Usually, when things are going badly in Minnesota sports, there's something that passes for a silver lining. The Lynx have filled that role frequently since they started winning championships in 2011, and other teams have stepped up their games at times to give us a break.
In fact, at this time last year, we were in the midst of quite a run with the Lynx winning the WNBA title and the Twins making an unexpected appearance as a Wild Card team. The Vikings, Wolves and Wild would also have playoff seasons. Minnesota United didn't have much success, but expectations were modest because of its expansion status in Major League Soccer. If you learned most of the words to the team's chants, it was a successful debut year,
Right now, though, what is there to feel good about? That feeling may be all the more acute because of the thrills and surprises that were part of 2017-18.
Let's cycle through the current carnage.
Vikings: The 29-29 Packers tie led to the purging of rookie kicker Daniel Carlson and that was followed by the blowout loss to Buffalo, which entered the game winless and as a 16 1/2-point underdog. Add to that the mental health situation involving star defensive end Everson Griffen. And the schedule has two rough road games coming up next at Los Angeles and Philadelphia. How many of you had the Vikings at 1-3-1 after five games?
Twins: Young team cornerstones Miguel Sano and Byron Buxton have been dreadful and/or absent this season and the underperforming roster was purged at baseball's trading deadline. The best thing you can say about the Twins right now is that they have only to win one of their final six games to avoid losing 90 games. The worst thing -- aside from that awful "This Is How We Baseball" slogan -- is that little about 2018 inspires optimism for 2019.
Wolves: Jimmy Butler's deal has sapped the excitement that should have been generated by the team making the playoffs for the first time in 14 years. Instead of words, we'll capture the mood with this photo, which was taken about a half-hour before first pitch of Tuesday night's Twins-Tigers game. Where is everyone?
Wild: Fans (and some players) expected a shake-up over the summer from Paul Fenton, the team's new general manager. But this season's roster is pretty much the same as the one that ended last season on a sour note when the Wild were eliminated in five games by Winnipeg. In the Wild's defense, good health and a good start to the season could create some buzz. But how much preseason chatter have you heard about the team? Anyone?

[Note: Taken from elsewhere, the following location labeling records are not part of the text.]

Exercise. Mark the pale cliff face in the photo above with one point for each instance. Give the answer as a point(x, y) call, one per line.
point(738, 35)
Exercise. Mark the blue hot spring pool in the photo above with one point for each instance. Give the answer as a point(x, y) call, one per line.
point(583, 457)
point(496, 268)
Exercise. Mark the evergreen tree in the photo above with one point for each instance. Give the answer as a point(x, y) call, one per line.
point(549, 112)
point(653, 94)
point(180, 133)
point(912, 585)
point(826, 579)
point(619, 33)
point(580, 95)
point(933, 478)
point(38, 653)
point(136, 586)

United: The team's two-season record is 20-34-9 and many supporters weren't overly thrilled when Loons CEO Chris Wright gave coach Adrian Heath and general manager Manny Lagos his support recently by bestowing "a passing grade" on each of them. Yes, a transcript filled with C's gets you a diploma, but it's hardly anything to feel good about.. Here's the reaction of Loons supporter Mark Fangmeier to the Star Tribune's recent story in which Wright discussed the team.
Lynx: After winning four WNBA titles in seven years, the tires started to show wear this season with the team finishing seventh out of 12 teams, a record barely above .500 and being eliminated in the first round of the playoffs. The best thing that a Lynx fan can take away is that other teams improved significantly while the Lynx and Sparks -- WNBA finalists in the previous two seasons -- regressed. That bodes well for the league as a whole while providing a challenge for Lynx coach/GM Cheryl Reeve in overhauling a veteran roster. One bonus thought about the Lynx. Yes, 2018 was a clunker. But if Reeve had opted to take apart the team's aging core after winning the 2017 title, do you think it would have been a popular move?
So much gloom in so short a time. The good news is that things have to get better, right?